Bref, comme à chaque fois, c’est un indéniable succès, qui me permet encore de me réjouir d’avoir pu faire cette singulière découverte littéraire, et de me plaindre (pas trop fort) de devoir me creuser les méninges à chaque nouvelle lecture pour trouver de nouveaux compliments à formuler, ou du moins d’une façon un peu inédite. C’est quand même balaise.
Alors je conclurais de façon encore plus abrupte que d’habitude, parce que quand même, à un moment, il s’agirait de dire les choses telles qu’elles sont à mes yeux : que Rozenn Illiano soit capable d’assurer une telle continuité qualitative, une telle variété thématique et générique entre tous les éléments de son Grand Projet, avec à chaque volume une intertextualité qui ne parasite pas le propos immédiat tout en récompensant læ lecteurice attentif·ve, et des symboliques aussi variées qu’efficaces, tout cela fait d’elle une écrivaine exceptionnelle.
Et tant que j’aurais ce sentiment avec la même intensité en refermant chacun de ses livres, je continuerais de le répéter. Avec plaisir, enthousiasme et fièvre. Parce qu’un tel travail le mérite, c’est tout.
Lisez du Rozenn Illiano, bon sang de bois, s’il vous plait. Si vous le faites pas pour elle, faites le pour moi. Ou l’inverse, qu’importe, tant que vous la lisez.
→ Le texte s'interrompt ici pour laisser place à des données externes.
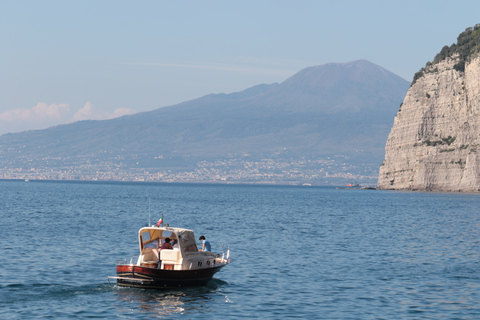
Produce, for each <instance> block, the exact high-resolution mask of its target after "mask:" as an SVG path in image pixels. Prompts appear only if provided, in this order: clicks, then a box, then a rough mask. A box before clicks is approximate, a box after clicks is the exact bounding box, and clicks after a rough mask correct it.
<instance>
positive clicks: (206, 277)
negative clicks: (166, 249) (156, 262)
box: [114, 265, 225, 289]
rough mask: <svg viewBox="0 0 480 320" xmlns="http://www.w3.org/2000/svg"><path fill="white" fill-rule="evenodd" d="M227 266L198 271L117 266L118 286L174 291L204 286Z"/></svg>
mask: <svg viewBox="0 0 480 320" xmlns="http://www.w3.org/2000/svg"><path fill="white" fill-rule="evenodd" d="M224 266H225V265H219V266H215V267H211V268H205V269H196V270H163V269H156V268H148V267H144V266H137V265H117V276H116V277H114V278H115V279H116V280H117V285H118V286H121V287H132V288H151V289H174V288H184V287H199V286H204V285H206V284H207V283H208V281H210V280H211V279H212V277H213V275H214V274H215V273H216V272H218V271H220V269H221V268H222V267H224Z"/></svg>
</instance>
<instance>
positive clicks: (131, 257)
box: [117, 256, 139, 266]
mask: <svg viewBox="0 0 480 320" xmlns="http://www.w3.org/2000/svg"><path fill="white" fill-rule="evenodd" d="M138 257H139V256H133V257H131V258H130V263H129V264H134V262H133V261H138ZM126 264H127V259H118V260H117V266H122V265H126ZM135 264H136V262H135Z"/></svg>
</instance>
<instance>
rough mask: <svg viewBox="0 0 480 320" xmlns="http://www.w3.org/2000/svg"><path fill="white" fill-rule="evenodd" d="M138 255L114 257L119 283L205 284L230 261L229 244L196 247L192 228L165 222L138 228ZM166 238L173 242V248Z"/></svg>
mask: <svg viewBox="0 0 480 320" xmlns="http://www.w3.org/2000/svg"><path fill="white" fill-rule="evenodd" d="M138 240H139V246H140V255H138V256H133V257H132V258H131V259H130V261H129V263H127V261H126V259H121V260H117V265H116V269H117V275H116V276H115V277H108V278H109V282H110V279H114V280H116V282H117V285H118V286H121V287H135V288H153V289H173V288H182V287H198V286H204V285H206V284H207V283H208V281H210V280H211V279H212V277H213V275H214V274H215V273H217V272H218V271H220V269H222V268H223V267H224V266H226V265H227V264H230V263H231V262H232V260H231V259H230V248H227V249H226V251H223V248H224V247H223V248H222V253H218V254H215V253H213V252H208V251H199V250H198V247H197V244H196V241H195V235H194V232H193V231H192V230H188V229H182V228H173V227H169V226H168V225H166V226H165V227H164V226H157V227H155V226H151V227H144V228H141V229H140V230H139V231H138ZM166 241H171V242H172V243H173V246H172V249H162V247H164V248H165V247H166V246H165V245H164V244H165V242H166Z"/></svg>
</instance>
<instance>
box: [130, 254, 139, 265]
mask: <svg viewBox="0 0 480 320" xmlns="http://www.w3.org/2000/svg"><path fill="white" fill-rule="evenodd" d="M139 257H140V256H138V255H137V256H133V257H131V258H130V264H134V262H133V261H134V260H136V261H137V262H135V264H136V263H138V258H139Z"/></svg>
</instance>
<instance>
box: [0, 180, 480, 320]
mask: <svg viewBox="0 0 480 320" xmlns="http://www.w3.org/2000/svg"><path fill="white" fill-rule="evenodd" d="M149 199H150V208H151V216H152V219H151V220H152V224H153V223H154V222H155V221H156V220H158V219H159V218H160V217H161V215H162V214H163V216H164V219H165V222H166V223H169V224H170V225H171V226H179V227H184V228H190V229H193V230H195V232H196V235H197V237H198V236H200V235H201V234H204V235H205V236H206V237H207V239H208V240H209V241H210V242H211V244H212V249H213V251H220V250H221V247H222V244H226V245H229V246H230V248H231V251H232V258H233V259H234V262H233V263H232V264H231V265H229V266H227V267H225V268H224V269H223V270H222V271H220V272H219V273H217V274H216V275H215V277H214V279H213V280H212V282H211V283H210V284H209V285H208V286H206V287H202V288H196V289H183V290H174V291H164V292H162V291H149V290H140V289H128V288H119V287H117V286H115V285H114V286H111V285H109V284H108V281H107V277H108V276H113V275H115V262H116V260H117V259H122V258H128V259H129V258H130V257H131V256H133V255H137V254H138V243H137V231H138V229H139V228H140V227H142V226H145V225H146V224H147V223H148V212H149V205H148V203H149ZM0 215H1V224H0V253H1V255H0V257H1V268H0V280H1V281H0V318H1V319H13V318H18V319H35V318H39V319H40V318H41V319H43V318H69V319H70V318H82V319H83V318H110V319H113V318H125V319H146V318H152V317H156V318H162V319H176V318H186V319H228V318H246V319H250V318H262V319H288V318H293V317H299V318H304V319H307V318H315V319H478V318H480V304H479V301H480V263H479V261H480V233H479V230H480V195H478V194H460V193H453V194H446V193H411V192H410V193H409V192H391V191H374V190H341V189H335V188H316V187H269V186H228V185H227V186H224V185H174V184H171V185H169V184H145V183H67V182H38V181H32V182H28V183H27V182H23V181H0Z"/></svg>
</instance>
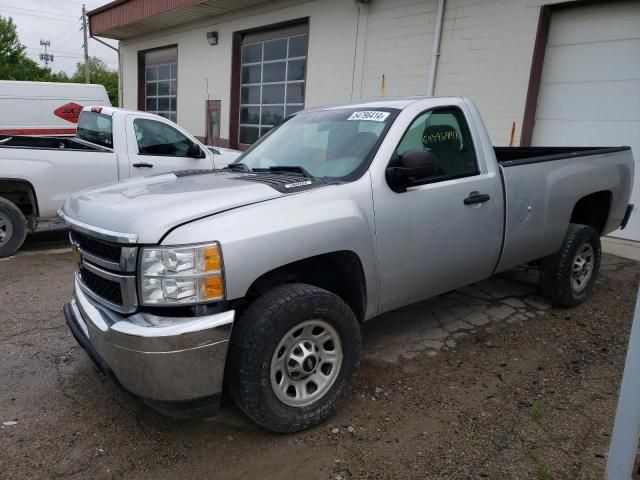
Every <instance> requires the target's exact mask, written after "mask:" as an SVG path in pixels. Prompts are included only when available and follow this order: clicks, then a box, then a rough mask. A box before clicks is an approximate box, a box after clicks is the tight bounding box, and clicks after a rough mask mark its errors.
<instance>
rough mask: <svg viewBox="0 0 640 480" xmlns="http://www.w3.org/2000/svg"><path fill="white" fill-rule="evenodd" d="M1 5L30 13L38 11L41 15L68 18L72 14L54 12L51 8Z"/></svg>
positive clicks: (35, 12)
mask: <svg viewBox="0 0 640 480" xmlns="http://www.w3.org/2000/svg"><path fill="white" fill-rule="evenodd" d="M0 7H2V8H3V9H4V8H9V9H11V10H20V11H23V12H29V13H37V14H39V15H46V16H51V17H52V18H53V17H63V18H68V17H69V16H70V15H65V14H64V13H58V12H52V11H51V10H40V9H34V8H24V7H14V6H13V5H4V4H0Z"/></svg>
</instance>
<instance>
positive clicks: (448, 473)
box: [0, 233, 640, 480]
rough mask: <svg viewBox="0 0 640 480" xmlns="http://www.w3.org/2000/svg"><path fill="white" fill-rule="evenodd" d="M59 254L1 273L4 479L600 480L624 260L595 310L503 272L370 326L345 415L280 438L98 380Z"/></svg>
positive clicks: (614, 402) (588, 305) (35, 256)
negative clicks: (122, 391)
mask: <svg viewBox="0 0 640 480" xmlns="http://www.w3.org/2000/svg"><path fill="white" fill-rule="evenodd" d="M63 238H64V236H63V235H61V236H60V237H56V234H55V233H54V234H50V233H49V234H46V235H45V236H43V237H42V238H41V241H40V243H38V239H37V238H36V239H35V240H33V239H32V240H31V241H30V244H29V245H28V248H27V249H26V250H25V251H24V252H23V253H21V254H20V255H18V256H16V257H15V258H12V259H8V260H0V311H1V312H2V314H1V315H0V332H1V333H0V478H2V479H22V478H65V479H108V478H114V479H115V478H128V479H133V478H136V479H138V478H140V479H146V478H149V479H178V478H179V479H187V478H189V479H191V478H194V479H200V478H217V479H245V478H261V479H280V478H283V479H287V478H304V479H342V480H346V479H352V478H353V479H464V480H480V479H539V480H550V479H600V478H602V476H603V472H604V466H605V464H606V456H607V450H608V444H609V440H610V433H611V429H612V424H613V415H614V411H615V406H616V401H617V394H618V388H619V382H620V379H621V375H622V369H623V365H624V358H625V352H626V348H627V342H628V336H629V330H630V325H631V319H632V314H633V308H634V303H635V296H636V292H637V288H638V280H639V278H640V265H638V264H636V263H634V262H631V261H627V260H623V259H619V258H616V257H607V256H605V257H604V259H603V268H602V272H601V276H600V280H599V281H598V282H597V284H596V290H595V294H594V296H593V297H592V298H591V299H590V300H589V301H588V302H586V303H585V304H583V305H582V306H580V307H578V308H575V309H571V310H567V309H557V308H553V307H549V306H548V305H545V304H544V302H543V301H541V300H540V299H538V298H537V297H536V294H535V287H534V286H533V283H532V282H533V277H534V276H535V273H533V272H511V273H510V274H508V275H506V276H502V277H501V278H498V279H492V280H489V281H487V282H482V283H481V284H478V285H477V286H475V287H473V288H467V289H463V290H461V291H459V292H454V293H452V294H448V295H445V296H443V297H439V298H438V299H435V300H430V301H429V302H423V303H422V304H418V305H417V306H413V307H409V308H407V309H403V310H401V311H399V312H394V313H392V314H388V315H385V316H383V317H381V318H378V319H375V320H372V321H371V322H368V323H367V324H365V326H364V327H363V330H364V343H365V359H364V362H363V365H362V368H361V370H360V374H359V377H358V381H357V385H356V386H355V388H354V391H353V393H352V394H351V395H350V396H349V398H347V399H346V401H345V402H344V404H343V405H342V408H341V409H340V410H339V411H338V413H337V414H336V415H335V416H334V417H333V418H332V419H331V420H329V421H328V422H327V423H325V424H324V425H321V426H319V427H317V428H314V429H312V430H310V431H307V432H303V433H299V434H293V435H275V434H271V433H268V432H265V431H263V430H260V429H259V428H257V427H255V426H254V425H252V424H251V423H249V422H248V421H246V420H245V419H244V418H243V416H242V415H241V414H240V413H239V412H238V411H237V409H235V407H233V405H227V406H226V407H225V408H224V409H223V412H222V414H221V415H220V416H219V417H216V418H215V419H207V420H189V421H184V420H183V421H178V420H173V419H169V418H165V417H162V416H161V415H159V414H156V413H155V412H153V411H152V410H150V409H149V408H148V407H146V406H144V405H143V404H142V403H140V402H139V401H138V400H136V399H135V398H132V397H131V396H129V395H127V394H125V393H123V392H121V391H120V390H118V389H117V388H116V387H115V386H114V385H113V384H112V383H111V382H110V381H109V380H108V379H106V378H105V377H104V376H102V375H100V374H98V373H97V371H96V369H95V368H94V367H93V365H92V364H91V362H90V360H89V358H88V357H87V356H86V354H85V353H84V352H83V351H82V349H81V348H80V347H78V345H77V344H76V343H75V341H74V339H73V337H72V336H71V334H70V333H69V332H68V331H67V328H66V326H65V324H64V319H63V315H62V305H63V304H64V303H65V302H66V301H68V299H69V296H70V294H71V288H72V287H71V277H72V270H73V266H72V262H71V255H70V253H69V252H67V251H65V250H63V251H59V249H60V248H62V247H64V242H63ZM452 312H453V313H452ZM422 318H424V321H422V320H421V319H422ZM424 325H429V326H428V327H425V326H424ZM14 422H17V423H14ZM5 423H6V424H5ZM335 429H337V431H338V433H333V432H335Z"/></svg>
Au plaisir de vous recroiser.
En attendant, que votre avenir soit rempli d’étoiles. 😉

8 comments on “Érèbe, Rozenn Illiano

  1. Lullaby dit :

    Il est dans ma PAL et fera partie de mes lectures hivernales ! 🙂

    Aimé par 1 personne

    1. Laird Fumble dit :

      J’espère que ça te plaira autant qu’à moi ! =)

      Aimé par 1 personne

      1. Lullaby dit :

        Vu comment j’avais bien aimé Midnight City, y a de bonnes chances ! 🙂

        Aimé par 1 personne

  2. Lullaby dit :

    Voilà, je l’ai lu et j’ai beaucoup aimé ! 🙂 J’ai savouré ma lecture soir après soir, la faisant durer. Une très chouette lecture de saison, où j’ai pris plaisir à me plonger – même si le thème n’était pas forcément léger.